Un complicato intrigo di donne, droga, schermaglie d'amore e tradimenti fra Torino e Madrid era finito nel sangue con un tentato omicidio e due giovanissimi fratelli, nobili, condannati a quasi 22 anni totali di carcere. Era il 18 novembre 2023 quando il conte Pietro Costanzia di Costigliole (difeso da Wilmer Perga) con un machete tranciò una gamba in via Panizza al coetaneo Oreste Borelli. Per quell’episodio Pietro è stato condannato a 12 anni e 6 mesi, il fratello Rocco invece accusato di avere agito in concorso a 8 anni e 10 mesi. La procura aveva chiesto per Pietro una condanna a 14 anni e per Rocco a 9 anni.

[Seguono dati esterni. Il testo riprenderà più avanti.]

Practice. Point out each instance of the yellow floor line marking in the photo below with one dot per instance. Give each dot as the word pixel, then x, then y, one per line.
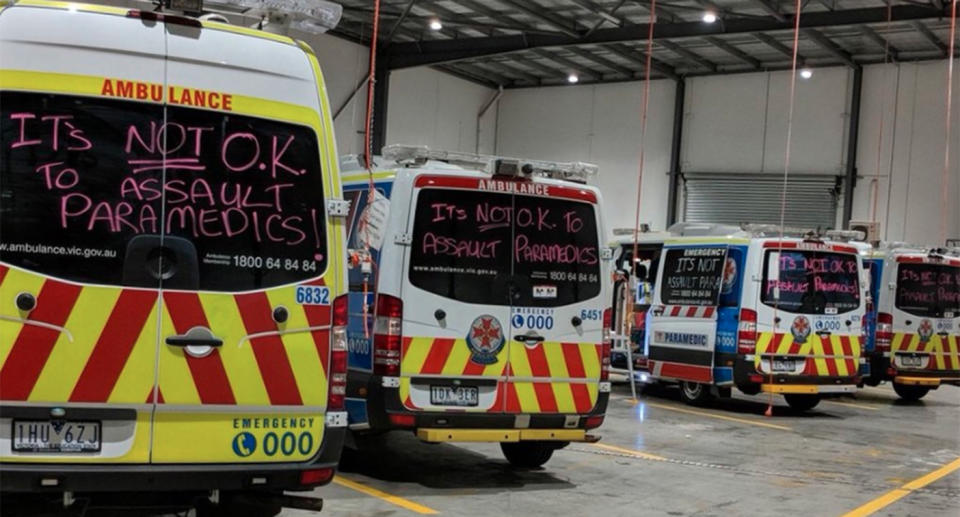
pixel 379 494
pixel 721 417
pixel 852 404
pixel 897 493
pixel 631 452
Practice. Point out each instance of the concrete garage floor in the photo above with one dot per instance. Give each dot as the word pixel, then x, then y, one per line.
pixel 661 457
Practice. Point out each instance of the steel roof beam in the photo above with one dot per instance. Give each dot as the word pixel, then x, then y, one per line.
pixel 639 57
pixel 602 61
pixel 572 66
pixel 545 16
pixel 831 47
pixel 689 54
pixel 779 47
pixel 875 37
pixel 735 52
pixel 402 55
pixel 931 37
pixel 771 9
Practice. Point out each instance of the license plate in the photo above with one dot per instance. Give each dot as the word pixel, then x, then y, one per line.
pixel 908 361
pixel 454 396
pixel 783 365
pixel 61 436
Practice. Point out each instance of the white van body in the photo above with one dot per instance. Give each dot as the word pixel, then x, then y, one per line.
pixel 478 353
pixel 723 315
pixel 917 322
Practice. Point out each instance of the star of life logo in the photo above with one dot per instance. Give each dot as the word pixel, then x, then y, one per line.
pixel 485 339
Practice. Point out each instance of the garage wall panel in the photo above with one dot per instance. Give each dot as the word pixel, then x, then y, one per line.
pixel 428 107
pixel 912 99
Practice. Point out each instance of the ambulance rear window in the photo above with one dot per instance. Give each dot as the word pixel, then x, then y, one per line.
pixel 811 281
pixel 930 290
pixel 479 247
pixel 90 187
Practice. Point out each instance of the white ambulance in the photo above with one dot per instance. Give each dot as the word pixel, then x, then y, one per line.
pixel 171 318
pixel 744 308
pixel 478 314
pixel 916 324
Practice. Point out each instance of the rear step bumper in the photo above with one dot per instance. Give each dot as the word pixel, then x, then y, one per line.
pixel 44 477
pixel 504 435
pixel 808 389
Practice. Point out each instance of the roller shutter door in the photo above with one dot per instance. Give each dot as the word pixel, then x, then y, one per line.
pixel 734 198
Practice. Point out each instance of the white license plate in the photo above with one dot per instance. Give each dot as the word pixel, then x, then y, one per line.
pixel 783 365
pixel 63 436
pixel 460 396
pixel 911 361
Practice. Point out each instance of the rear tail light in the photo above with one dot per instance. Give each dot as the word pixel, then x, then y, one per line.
pixel 747 332
pixel 607 323
pixel 884 333
pixel 401 420
pixel 338 355
pixel 593 422
pixel 387 335
pixel 314 477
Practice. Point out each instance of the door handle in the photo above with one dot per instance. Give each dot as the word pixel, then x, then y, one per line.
pixel 529 338
pixel 197 336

A quel tempo il conte aveva due fidanzate, una torinese, l'altra spagnola. La torinese, Claudia, aveva ricevuto una foto hot su Whatsapp da Oreste, da qui sarebbe originato l’agguato anche se gli investigatori sin da subito sospettavano che il movente potesse essere legato anche alla droga. Claudia aveva aiutato il fidanzato dopo l’aggressione: “Ero tanto innamorata, volevo stargli vicino”. Poi aveva ritrattato: “Mi ha minacciato, ho passato un inferno”. Alla fine, coinvolta nell'inchiesta, aveva patteggiato lasciando Pietro.

Ed ecco la seconda fidanzata del conte, la modella spagnola Zahara Bao Rider, anche lei finita in questa storia un po’ soap opera un po' saga criminale, condannata ieri a 10 mesi perché avrebbe aiutato Pietro ad avere contatti con l’esterno dal carcere facendogli recapitare un cellulare. Lei e il conte nonostante il processo, almeno due tradimenti e una quasi esplosione in casa di lei (riportata negli atti dell'inchiesta), stanno ancora insieme. "Un giorno abbiamo discusso, poi qualcuno ha buttato del gas esplosivo in casa”. L'episodio lo aveva raccontato Pietro all'altra fidanzata torinese e, a quanto si apprende, aveva portato a una denuncia di Zahara poi ritirata. L'avvocato della giovane spagnola, Manuel Perga, ha sostenuto che Zahara avrebbe fatto solo dei favori perché ancora innamorata di Pietro.